ASSAD’S SYRIA IS A WHOLLY OWNED SUBSIDIARY OF IRAN
Rather see Assad ‘The Sensitive Butcher’ remain in power? The so called chin-less wonder is a puppet of Iran and hosts a whole variety of who’s who of international terrorism. He is responsible for the death of tens of thousands of American troops fighting in Iraq. Not to mention Assad’s probable primary responsibility for the murder of Hariri in Lebanon.The takeover of Lebanon by Hezbollah was made possible in large part by generous funds and military transfers of sophisticated missile technology and hardware, software and training by Assad. Assad has got to go along with his Alawite oppressors. What rises in it’s place is another issue. To have done nothing is criminal. Where was The UN, again, when the world needed a moral compass? We are borrowing money from China to prop up The degenerate UN. This also needs to be seriously reviewed.
As far as Mr. Tobin’s analysis regarding Obama’s position on Iran, considering his failure to act on Syria is in place. These are the important elements of Romney’s talking points. Governor Romney’s staff have a top notch resource right here at Commentary. So therefore, they have no excuse but to limit President Obama to one term, just like his mentor, President Jimmy Carter.
The outcome vis a vis intervention or nonintervention is more or less the same either way: civil anarchy or fascism. In the Arab world those are your only two choices and every Arab nation fluctuates between those two.
It is the hypocracy and double-standard, double-speak from The One that is both telling and offensive. Seeing that we cannot win any thanks or respect from ANY muslim nation, no matter what we do – for or against – the radicalized populations, I personally believe we should abandon them to their self-directed fate. We cannot "win" anything there.
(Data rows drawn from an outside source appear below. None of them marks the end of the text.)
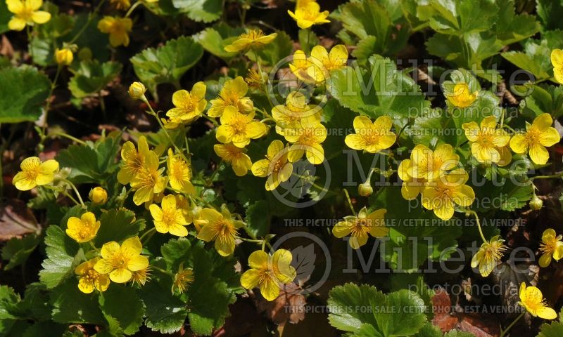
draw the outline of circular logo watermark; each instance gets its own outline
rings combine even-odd
[[[303,159],[303,155],[307,159]],[[292,171],[289,177],[282,178],[279,173],[284,171],[285,166],[282,167],[283,164],[280,162],[288,157],[289,161],[293,161]],[[298,159],[295,160],[293,158],[292,161],[292,157]],[[311,162],[319,161],[320,158],[322,158],[320,164],[323,170],[318,170]],[[289,165],[289,163],[285,165]],[[315,180],[319,179],[317,174],[320,171],[324,171],[324,176],[322,186],[315,183]],[[272,194],[279,202],[290,207],[304,209],[314,205],[324,197],[330,187],[331,172],[322,150],[314,146],[293,144],[286,147],[272,158],[268,167],[268,176],[280,180],[277,187],[272,190]]]
[[[272,246],[272,253],[274,251],[281,248],[282,244],[287,244],[291,240],[298,241],[298,246],[289,249],[293,256],[291,265],[296,269],[296,276],[293,279],[293,283],[298,286],[296,289],[288,289],[286,291],[290,293],[306,295],[311,293],[319,289],[328,279],[330,275],[331,265],[332,260],[330,257],[330,251],[324,242],[317,236],[308,232],[293,232],[286,234],[276,240]],[[307,242],[309,243],[307,243]],[[305,243],[304,243],[305,242]],[[316,246],[316,247],[315,247]],[[291,246],[286,244],[286,246]],[[317,256],[319,249],[324,256],[324,260]],[[322,263],[315,262],[320,260]],[[321,277],[316,279],[314,283],[308,284],[312,279],[312,275],[317,268],[324,268]],[[317,274],[318,275],[318,274]]]

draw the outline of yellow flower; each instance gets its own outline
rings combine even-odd
[[[350,235],[350,246],[358,249],[367,242],[368,234],[374,237],[387,235],[389,229],[384,219],[387,210],[381,209],[368,213],[364,207],[358,212],[358,216],[345,216],[343,221],[336,223],[332,227],[332,234],[338,238]]]
[[[132,27],[133,21],[129,18],[105,16],[98,22],[100,32],[110,34],[110,44],[113,47],[129,46],[129,32]]]
[[[563,84],[563,51],[551,51],[551,64],[553,65],[553,77],[560,84]]]
[[[37,11],[43,6],[43,0],[6,0],[8,11],[14,15],[8,22],[11,30],[23,30],[25,25],[43,24],[51,20],[51,13]]]
[[[438,145],[434,151],[419,144],[412,149],[410,158],[410,176],[428,181],[437,179],[446,171],[453,169],[460,161],[460,156],[454,153],[449,144]]]
[[[94,258],[78,265],[75,274],[80,276],[78,289],[84,293],[91,293],[94,289],[106,291],[110,286],[110,279],[105,274],[100,274],[94,269],[94,265],[100,258]]]
[[[541,291],[535,286],[526,286],[526,283],[520,284],[520,304],[533,317],[545,319],[557,318],[555,310],[549,308],[543,298]]]
[[[231,164],[234,174],[239,177],[246,176],[252,167],[252,161],[244,153],[246,150],[243,147],[239,147],[229,143],[228,144],[215,144],[213,145],[213,150],[217,156],[227,164]]]
[[[58,171],[58,162],[49,159],[42,163],[37,157],[30,157],[22,161],[20,168],[22,171],[14,176],[12,183],[18,190],[27,191],[52,182]]]
[[[244,81],[248,84],[248,86],[255,89],[260,88],[262,84],[267,80],[267,75],[262,73],[260,76],[258,71],[254,69],[249,69],[246,77],[244,78]]]
[[[110,279],[115,283],[125,283],[133,277],[132,272],[148,267],[148,259],[141,255],[142,250],[137,237],[127,239],[121,246],[115,241],[108,242],[102,246],[102,258],[94,269],[101,274],[109,274]]]
[[[457,83],[453,87],[453,92],[446,95],[445,98],[455,107],[467,107],[475,102],[479,93],[479,91],[472,93],[467,83]]]
[[[148,206],[153,216],[154,227],[159,233],[170,233],[177,237],[188,234],[186,225],[188,222],[184,218],[184,212],[176,206],[176,197],[172,194],[163,198],[162,209],[153,204]]]
[[[94,237],[100,229],[100,222],[96,220],[96,216],[91,212],[86,212],[80,216],[69,218],[66,223],[66,234],[79,244],[88,242]]]
[[[191,185],[191,166],[186,163],[179,154],[174,154],[172,149],[168,149],[168,158],[166,159],[168,178],[172,188],[184,193],[195,194],[196,190]]]
[[[72,62],[74,55],[72,51],[68,48],[63,49],[56,48],[55,51],[55,60],[60,65],[68,65]]]
[[[127,9],[131,7],[129,0],[110,0],[110,2],[114,4],[118,9]]]
[[[154,194],[164,190],[168,178],[162,176],[163,170],[158,169],[158,156],[149,151],[145,157],[144,165],[131,180],[131,188],[135,190],[133,202],[136,205],[152,201]]]
[[[258,49],[270,44],[277,37],[277,33],[266,35],[260,29],[251,29],[248,33],[243,33],[232,44],[224,47],[225,51],[236,53],[248,49]]]
[[[291,252],[278,249],[274,255],[263,251],[254,251],[248,256],[251,269],[241,275],[241,284],[247,289],[257,286],[266,300],[274,300],[279,295],[279,286],[295,279],[297,272],[291,265]]]
[[[144,136],[139,138],[137,144],[138,152],[135,149],[135,145],[129,141],[125,142],[121,147],[121,159],[123,160],[123,164],[118,172],[118,181],[120,184],[127,185],[131,183],[133,178],[145,166],[146,159],[150,151]]]
[[[501,128],[496,128],[494,116],[485,117],[481,127],[474,121],[464,124],[465,136],[471,143],[471,152],[480,163],[498,163],[502,159],[500,148],[510,141],[510,136]]]
[[[563,236],[557,235],[552,228],[543,231],[541,236],[540,251],[543,253],[540,258],[540,267],[545,267],[551,263],[552,258],[559,261],[563,257]]]
[[[146,100],[146,87],[141,82],[133,82],[129,86],[129,95],[134,100]]]
[[[284,128],[282,133],[286,140],[292,144],[288,157],[292,163],[301,159],[303,153],[314,165],[324,160],[324,150],[321,143],[327,139],[327,128],[314,116],[303,118]]]
[[[503,244],[505,240],[499,239],[499,235],[493,237],[488,242],[483,242],[479,251],[471,259],[471,267],[479,267],[479,274],[486,277],[497,266],[506,250]]]
[[[96,186],[90,190],[88,197],[94,204],[106,204],[108,201],[108,192],[102,187]]]
[[[276,105],[272,109],[272,117],[276,121],[276,132],[282,134],[284,128],[305,117],[321,121],[320,105],[307,104],[307,98],[299,91],[289,93],[284,105]]]
[[[177,289],[180,293],[185,292],[194,279],[194,271],[191,269],[184,269],[184,263],[180,263],[178,272],[174,275],[172,292],[174,293],[174,291]]]
[[[315,46],[311,50],[311,58],[316,58],[322,64],[324,70],[329,72],[346,66],[348,50],[343,44],[338,44],[332,47],[329,53],[322,46]]]
[[[179,90],[172,96],[173,107],[166,112],[166,116],[182,123],[190,123],[201,117],[207,106],[205,90],[207,87],[203,82],[194,84],[191,91]]]
[[[224,82],[219,97],[211,100],[211,107],[207,112],[210,117],[219,117],[227,107],[233,107],[236,111],[248,114],[254,111],[254,104],[250,98],[245,97],[248,85],[240,76]]]
[[[400,187],[400,194],[405,200],[412,200],[422,193],[426,180],[424,178],[413,178],[412,173],[412,163],[410,159],[405,159],[399,164],[397,173],[403,180]]]
[[[467,207],[475,200],[473,189],[464,185],[468,179],[469,176],[463,168],[440,176],[422,190],[422,206],[433,210],[441,219],[450,220],[456,204]]]
[[[296,77],[305,83],[320,84],[324,81],[322,63],[314,58],[307,58],[303,51],[293,53],[289,69]]]
[[[526,133],[518,134],[510,140],[510,148],[516,153],[529,152],[535,164],[543,165],[548,162],[550,154],[545,147],[559,143],[560,137],[555,128],[551,127],[553,120],[550,114],[541,114],[530,125],[526,123]]]
[[[287,160],[287,150],[281,140],[274,140],[268,146],[265,159],[252,165],[252,174],[257,177],[267,177],[266,190],[272,191],[291,176],[293,166]]]
[[[391,132],[392,127],[393,121],[387,116],[378,117],[373,123],[369,117],[358,116],[354,119],[356,133],[346,136],[344,142],[352,149],[377,153],[395,144],[397,135]]]
[[[302,29],[306,29],[313,25],[322,25],[330,22],[327,18],[329,11],[320,11],[321,8],[316,2],[307,2],[297,6],[295,13],[288,11],[287,13],[297,22],[297,25]]]
[[[223,144],[232,143],[235,146],[244,147],[251,143],[251,139],[259,138],[268,131],[265,124],[253,119],[254,111],[244,114],[233,107],[228,107],[221,116],[221,125],[215,134],[217,140]]]
[[[151,279],[151,268],[147,267],[141,270],[135,270],[132,272],[131,280],[137,286],[144,286],[146,281]]]
[[[198,233],[198,238],[205,242],[215,240],[215,249],[220,255],[231,255],[234,251],[236,230],[243,226],[243,223],[233,219],[224,206],[221,213],[213,209],[203,209],[199,212],[199,216],[195,223],[203,227]]]

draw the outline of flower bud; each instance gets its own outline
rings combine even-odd
[[[129,87],[129,95],[134,100],[143,100],[145,98],[146,88],[141,82],[133,82]],[[146,99],[146,98],[145,98]]]
[[[68,65],[72,62],[72,60],[74,60],[74,55],[70,49],[63,48],[63,49],[57,48],[55,51],[55,60],[58,65]]]
[[[530,208],[534,211],[539,211],[543,206],[543,201],[537,195],[533,194],[532,199],[530,200]]]
[[[241,114],[250,114],[254,111],[254,103],[248,97],[243,97],[239,100],[239,111]]]
[[[88,197],[94,204],[106,204],[106,202],[108,201],[108,192],[106,192],[106,190],[99,186],[91,189]]]
[[[358,185],[358,192],[362,197],[369,197],[374,192],[374,188],[369,181],[366,181],[363,184]]]

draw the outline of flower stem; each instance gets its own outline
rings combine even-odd
[[[82,206],[83,209],[86,209],[86,205],[84,204],[84,201],[82,201],[82,197],[80,197],[80,193],[78,192],[78,189],[76,188],[75,184],[73,184],[72,182],[71,182],[68,179],[61,179],[61,180],[64,181],[65,183],[70,185],[70,187],[72,187],[72,190],[75,191],[75,193],[76,194],[76,196],[78,198],[78,201],[80,201],[80,206]]]
[[[350,194],[348,193],[348,190],[346,188],[343,189],[344,190],[344,194],[346,194],[346,199],[348,200],[348,204],[350,206],[350,209],[352,211],[352,214],[354,216],[357,216],[356,211],[354,211],[354,206],[352,205],[352,200],[350,199]]]
[[[555,174],[552,174],[551,176],[536,176],[535,177],[532,177],[529,179],[530,181],[533,181],[534,179],[550,179],[552,178],[561,178],[563,177],[563,171],[561,172],[557,172]]]
[[[516,322],[518,322],[519,319],[522,318],[522,316],[524,316],[524,314],[526,314],[525,311],[523,312],[522,313],[521,313],[520,315],[519,315],[518,317],[516,317],[516,319],[514,321],[512,321],[512,322],[510,323],[510,325],[507,326],[507,328],[501,331],[500,337],[505,337],[505,336],[506,335],[506,333],[508,332],[509,330],[510,330],[510,328],[512,328],[512,326],[514,326],[516,324]]]
[[[150,230],[148,230],[146,232],[145,232],[144,233],[143,233],[142,235],[141,235],[141,237],[139,239],[139,241],[140,241],[142,243],[142,244],[144,246],[145,244],[146,244],[147,242],[148,242],[148,240],[150,240],[151,238],[153,237],[153,234],[154,234],[155,232],[156,232],[156,227],[153,227],[151,228]],[[148,239],[146,239],[146,242],[144,242],[143,239],[144,239],[144,238],[147,237],[148,237]]]
[[[90,25],[90,23],[91,23],[92,22],[92,19],[94,19],[94,17],[96,15],[96,13],[97,13],[98,11],[100,10],[100,8],[101,8],[101,5],[103,5],[104,2],[106,2],[106,0],[101,0],[100,3],[98,4],[98,6],[96,6],[96,8],[94,9],[94,11],[91,12],[89,15],[88,15],[88,21],[86,22],[86,25],[82,26],[82,28],[77,33],[76,33],[75,37],[73,37],[72,39],[70,40],[70,42],[68,42],[68,44],[72,44],[75,42],[76,42],[76,40],[77,40],[78,38],[80,37],[80,35],[82,35],[82,33],[84,33],[86,31],[86,29],[88,28],[88,26]]]
[[[485,235],[483,234],[483,230],[481,228],[481,221],[479,221],[479,217],[477,215],[477,213],[475,212],[475,211],[472,211],[472,210],[469,210],[467,213],[469,214],[473,214],[473,216],[475,217],[475,220],[477,221],[477,229],[479,230],[479,234],[481,235],[481,239],[483,240],[483,243],[485,244],[488,243],[488,242],[487,241],[486,239],[485,239]]]
[[[182,156],[182,158],[186,161],[186,164],[189,164],[188,158],[184,154],[184,152],[182,151],[177,147],[177,145],[176,145],[175,143],[174,143],[174,140],[172,140],[172,137],[170,137],[170,134],[168,133],[168,131],[166,130],[166,128],[164,127],[164,125],[163,124],[163,122],[160,121],[160,119],[158,118],[158,114],[155,112],[154,110],[153,109],[153,107],[151,106],[151,104],[148,103],[148,100],[147,100],[146,98],[144,95],[143,95],[143,97],[141,98],[141,100],[148,107],[150,111],[148,111],[147,112],[148,113],[148,114],[151,114],[153,117],[154,117],[154,118],[156,119],[156,121],[158,123],[158,125],[160,126],[160,128],[163,129],[164,133],[166,135],[166,137],[168,138],[168,140],[170,142],[170,144],[172,144],[172,145],[174,147],[174,149],[176,150],[176,152],[178,152]]]

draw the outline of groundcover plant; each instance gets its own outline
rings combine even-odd
[[[0,336],[563,336],[562,17],[0,0]]]

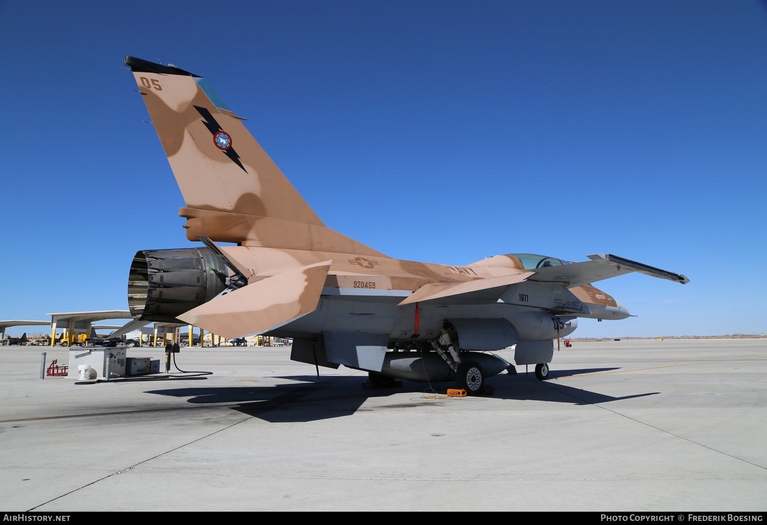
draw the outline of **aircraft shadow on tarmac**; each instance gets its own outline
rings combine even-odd
[[[557,378],[614,370],[615,368],[588,368],[551,371],[547,381],[539,381],[534,374],[502,374],[489,378],[486,384],[494,390],[489,396],[494,399],[542,401],[575,405],[597,404],[610,401],[655,395],[660,392],[646,392],[616,398],[561,384]],[[290,375],[280,378],[301,381],[298,384],[275,386],[192,387],[148,391],[148,394],[189,398],[189,403],[227,404],[228,408],[243,414],[272,422],[301,422],[341,418],[353,414],[371,398],[387,398],[394,394],[413,392],[423,396],[411,398],[407,402],[398,400],[392,404],[377,404],[364,410],[388,410],[444,404],[444,398],[429,398],[425,394],[444,395],[453,382],[416,383],[403,381],[402,386],[367,389],[360,376]]]

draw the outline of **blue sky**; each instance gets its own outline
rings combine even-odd
[[[0,0],[0,319],[127,309],[133,254],[190,244],[130,54],[393,257],[611,253],[691,282],[597,283],[637,317],[575,336],[767,332],[764,2]]]

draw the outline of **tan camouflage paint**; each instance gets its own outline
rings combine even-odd
[[[245,270],[249,285],[182,316],[214,333],[263,332],[308,313],[323,286],[404,290],[415,293],[400,305],[439,304],[446,297],[529,279],[574,286],[571,291],[587,305],[614,306],[607,294],[568,279],[578,281],[585,273],[594,277],[589,281],[599,280],[631,271],[588,261],[531,272],[512,255],[466,266],[387,257],[325,226],[241,119],[216,107],[194,77],[133,74],[186,203],[179,215],[186,219],[187,239],[206,236],[240,245],[219,248]],[[216,145],[212,127],[231,137],[237,162]]]

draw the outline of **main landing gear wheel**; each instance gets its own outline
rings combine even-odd
[[[456,372],[456,385],[466,390],[469,395],[479,395],[485,386],[482,368],[473,361],[466,361],[459,365]]]
[[[535,365],[535,377],[543,381],[545,379],[548,379],[548,365],[546,363],[539,363]]]
[[[374,384],[379,388],[386,388],[394,385],[394,378],[390,375],[367,372],[367,381]]]

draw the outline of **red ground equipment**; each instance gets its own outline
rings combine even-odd
[[[53,377],[55,375],[69,375],[69,367],[68,366],[59,366],[56,364],[58,359],[54,359],[51,362],[51,365],[48,368],[48,371],[45,372],[45,375],[48,377]]]

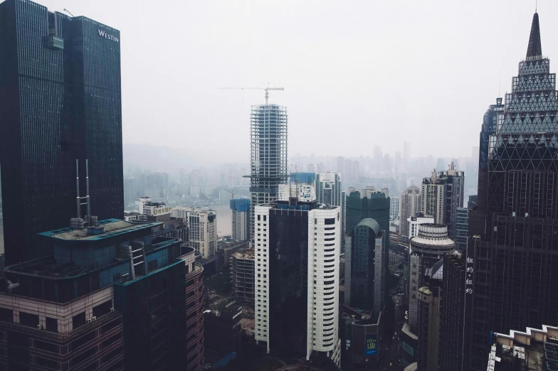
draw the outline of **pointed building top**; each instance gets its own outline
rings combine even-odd
[[[527,58],[542,55],[540,45],[540,28],[539,28],[539,14],[533,15],[533,23],[531,25],[531,36],[529,36],[529,47],[527,49]]]

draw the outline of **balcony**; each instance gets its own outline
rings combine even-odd
[[[4,321],[0,321],[0,328],[9,329],[19,333],[31,335],[37,338],[51,339],[55,341],[63,343],[75,338],[82,333],[87,332],[93,328],[98,327],[99,326],[110,322],[111,320],[115,319],[120,316],[122,316],[122,313],[118,311],[114,311],[105,316],[98,317],[96,320],[64,334],[53,333],[51,331],[47,331],[46,330],[38,330],[33,327],[20,325],[19,323]]]

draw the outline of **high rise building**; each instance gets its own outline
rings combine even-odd
[[[535,13],[527,56],[504,109],[495,112],[492,131],[485,122],[481,131],[478,209],[469,215],[475,370],[486,370],[492,332],[558,324],[555,76],[542,56]]]
[[[254,210],[258,205],[277,199],[279,185],[288,177],[287,107],[277,104],[252,106],[250,116],[251,238],[254,242]]]
[[[203,259],[217,253],[217,213],[199,208],[174,208],[174,217],[184,219],[188,225],[188,244]]]
[[[456,218],[456,244],[460,252],[467,249],[467,237],[469,234],[469,209],[458,208]]]
[[[363,219],[376,220],[383,231],[389,231],[389,198],[373,187],[367,187],[359,191],[347,194],[345,205],[345,232],[348,235]],[[386,232],[389,233],[389,232]],[[347,235],[345,235],[347,238]],[[345,241],[345,244],[347,242]],[[386,256],[384,269],[387,269],[389,239],[384,239]],[[346,253],[347,252],[345,252]]]
[[[445,254],[453,252],[456,242],[448,237],[448,227],[437,224],[418,226],[418,235],[411,239],[409,283],[409,323],[413,330],[418,325],[418,291],[424,284],[426,269],[443,258]]]
[[[0,4],[0,162],[8,264],[76,215],[89,161],[91,213],[124,217],[120,31],[28,0]]]
[[[250,240],[250,200],[236,198],[231,200],[232,215],[232,237],[235,241]]]
[[[342,156],[337,157],[337,173],[341,173],[341,175],[344,178],[345,176],[345,158]]]
[[[455,239],[457,209],[463,207],[465,178],[463,171],[451,168],[433,172],[422,181],[422,212],[434,217],[434,222],[448,226],[450,238]]]
[[[424,274],[425,285],[418,289],[418,352],[417,371],[438,371],[440,353],[440,313],[442,302],[443,259],[436,262]],[[443,345],[442,345],[443,346]]]
[[[406,220],[411,217],[416,217],[422,210],[422,196],[418,187],[411,186],[408,187],[401,193],[399,201],[401,213],[399,213],[399,240],[408,241],[409,235],[409,226]]]
[[[268,352],[339,365],[341,210],[318,206],[312,186],[280,186],[256,208],[256,340]]]
[[[53,254],[4,271],[4,368],[177,370],[193,352],[201,371],[203,269],[179,240],[152,236],[160,224],[93,217],[41,233]]]
[[[253,249],[236,252],[231,256],[231,280],[236,299],[254,305],[256,259]]]
[[[328,171],[316,174],[316,196],[318,203],[341,206],[341,173]]]
[[[357,179],[353,176],[352,161],[350,158],[345,158],[344,168],[344,174],[341,174],[343,176],[343,179],[344,179],[346,182],[355,181]]]
[[[378,318],[384,308],[387,259],[386,231],[366,218],[345,236],[345,305],[372,311]]]
[[[399,197],[389,198],[389,217],[393,220],[399,218]]]
[[[467,280],[472,276],[473,263],[467,262],[467,253],[443,256],[439,370],[469,370],[473,294]]]

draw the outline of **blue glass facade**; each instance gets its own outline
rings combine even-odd
[[[9,264],[51,253],[37,234],[77,216],[76,159],[82,196],[89,161],[92,214],[123,218],[117,30],[28,0],[6,0],[0,102],[1,176],[10,180],[2,183]]]

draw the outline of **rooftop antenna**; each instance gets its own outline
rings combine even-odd
[[[285,90],[285,88],[283,87],[270,87],[269,82],[268,82],[268,86],[265,87],[219,87],[219,89],[239,89],[241,90],[244,90],[251,89],[256,90],[265,90],[265,104],[269,104],[269,91],[270,90]]]
[[[79,160],[77,158],[75,159],[75,190],[77,193],[77,196],[75,198],[75,208],[76,212],[78,214],[78,219],[81,217],[81,206],[83,205],[87,205],[87,222],[91,222],[91,205],[90,205],[89,202],[89,161],[85,160],[85,190],[87,192],[87,195],[85,197],[80,197],[80,166],[79,166]],[[81,201],[85,200],[85,203],[82,203]]]

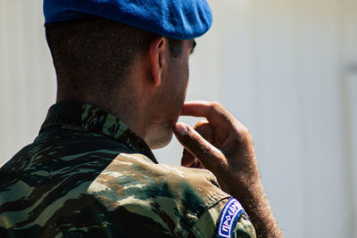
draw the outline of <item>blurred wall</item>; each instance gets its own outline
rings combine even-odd
[[[357,1],[211,4],[187,100],[219,101],[251,130],[286,237],[357,237]],[[40,0],[0,0],[0,163],[54,103],[43,21]],[[170,164],[180,152],[175,139],[154,151]]]

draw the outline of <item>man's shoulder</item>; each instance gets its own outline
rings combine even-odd
[[[130,214],[128,221],[145,217],[178,236],[229,197],[208,170],[155,164],[142,154],[123,152],[96,177],[88,193],[106,210]]]

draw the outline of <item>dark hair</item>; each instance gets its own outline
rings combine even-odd
[[[160,37],[103,18],[46,25],[46,36],[58,89],[77,94],[98,88],[106,93],[119,90],[135,58]],[[171,57],[179,56],[182,41],[168,38],[168,42]]]

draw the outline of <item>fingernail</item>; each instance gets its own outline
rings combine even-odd
[[[187,132],[188,132],[186,125],[181,122],[176,123],[175,129],[182,136],[187,135]]]

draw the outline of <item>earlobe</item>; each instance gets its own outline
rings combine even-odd
[[[159,86],[162,83],[165,65],[165,45],[167,45],[167,41],[164,37],[157,37],[150,45],[150,71],[154,86]]]

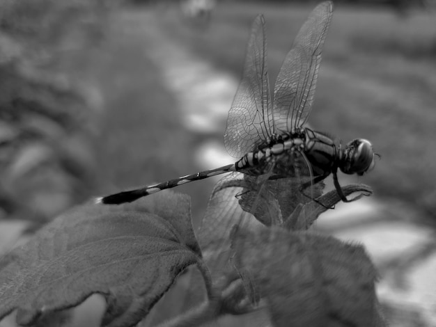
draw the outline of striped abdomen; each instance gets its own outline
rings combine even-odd
[[[116,194],[104,196],[103,198],[98,198],[96,200],[96,202],[101,202],[105,205],[120,205],[121,203],[130,202],[134,201],[135,200],[138,200],[143,196],[147,196],[162,190],[171,189],[190,182],[203,180],[205,178],[215,176],[217,175],[224,174],[231,171],[235,171],[235,164],[233,164],[219,167],[219,168],[211,169],[210,170],[205,170],[196,174],[187,175],[186,176],[182,176],[181,177],[164,182],[163,183],[149,185],[135,190],[125,191],[124,192],[117,193]]]

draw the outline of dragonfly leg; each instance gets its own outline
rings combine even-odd
[[[322,203],[319,202],[318,200],[313,199],[311,196],[308,196],[307,194],[306,194],[304,193],[304,190],[306,189],[307,189],[309,186],[312,186],[312,185],[315,185],[316,183],[319,183],[322,180],[325,180],[325,177],[327,177],[327,176],[328,176],[328,175],[322,175],[320,176],[317,176],[316,177],[313,178],[311,180],[309,180],[309,182],[306,182],[306,183],[303,184],[299,187],[299,191],[302,193],[302,194],[303,196],[306,196],[306,198],[309,198],[309,199],[312,200],[313,201],[315,201],[316,203],[318,203],[318,205],[322,206],[322,207],[324,207],[325,209],[334,209],[334,205],[333,207],[326,207]],[[341,195],[339,195],[339,196],[341,196]]]
[[[355,201],[356,200],[359,200],[359,198],[361,198],[362,196],[365,195],[364,193],[361,193],[361,194],[358,195],[357,196],[355,196],[354,198],[352,198],[350,200],[348,200],[347,197],[345,196],[345,194],[343,193],[343,192],[342,191],[342,188],[341,187],[341,185],[339,185],[339,181],[338,180],[338,175],[336,172],[333,171],[332,174],[333,174],[333,183],[334,184],[334,187],[336,189],[336,192],[338,192],[338,194],[339,195],[341,200],[342,200],[343,202],[353,202],[353,201]]]

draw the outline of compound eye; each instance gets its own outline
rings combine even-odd
[[[365,139],[359,140],[360,144],[355,149],[352,160],[352,170],[357,175],[362,175],[374,168],[374,152],[373,145]]]

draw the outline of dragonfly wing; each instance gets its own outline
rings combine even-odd
[[[274,122],[279,131],[295,131],[311,112],[322,45],[333,15],[330,1],[309,15],[286,55],[274,88]]]
[[[242,80],[228,113],[224,133],[227,152],[240,157],[274,132],[263,16],[256,17],[249,40]]]

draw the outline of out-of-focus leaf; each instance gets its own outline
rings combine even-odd
[[[42,142],[34,142],[22,147],[8,170],[8,178],[15,179],[32,169],[49,161],[53,157],[52,149]]]
[[[18,309],[17,322],[29,325],[100,293],[103,326],[134,326],[198,262],[190,218],[189,198],[170,192],[70,210],[0,261],[0,318]]]
[[[267,299],[274,326],[385,326],[363,247],[277,227],[232,234],[235,264]]]

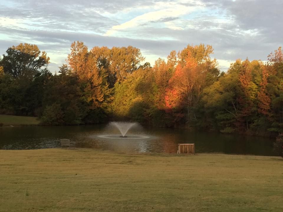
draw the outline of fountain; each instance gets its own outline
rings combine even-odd
[[[97,136],[99,138],[116,139],[145,139],[149,138],[149,136],[141,135],[127,135],[127,133],[131,129],[135,128],[140,129],[141,127],[138,123],[136,122],[112,122],[108,124],[106,130],[111,130],[111,132],[118,130],[121,134],[116,135],[103,135]]]
[[[114,126],[118,128],[122,134],[120,136],[121,138],[127,138],[127,136],[125,135],[127,132],[133,127],[136,126],[137,123],[135,122],[110,122],[109,125]]]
The Obama administration may have learned this lesson, but it refuses to simply shut-up and mind Our Business. Their Massive Hubris and personal narcissism demands they claim to be better-than-anyone diplomats and masters of World Peace promotion, when the history and facts scream just the opposite.
As I have written before, the civilized people, both Saturday and Sunday, have no dog in this fight. If Assad's opponents win they wsill look either to Saudi Arabia or Iran for support and Hamas and Hezbollah will get tied into them. n nIt all comes down to this: let arabs kill each other! Sell both sides ammunition and get out of hte way!
Let the Arabs kill each other? That is so repugnant. n nAt least we should sell them arms, make some money.
What are you talking about? The world community is standing shoulder to shoulder with Bashar Assad in his struggle to maintain control over Syria. The UN is providing diplomatic cover, Russia is arming him and the US is staying convieniently away. Oh sure they say things, nudge nudge wink wink, but they don't actually do anything that is harming Assad. Token sanctions and harsh words are offered to show world opinion we are on the right side. But Assad knows exactly which side that is. As long as he doesn't emberrass us, we will let him get away with it.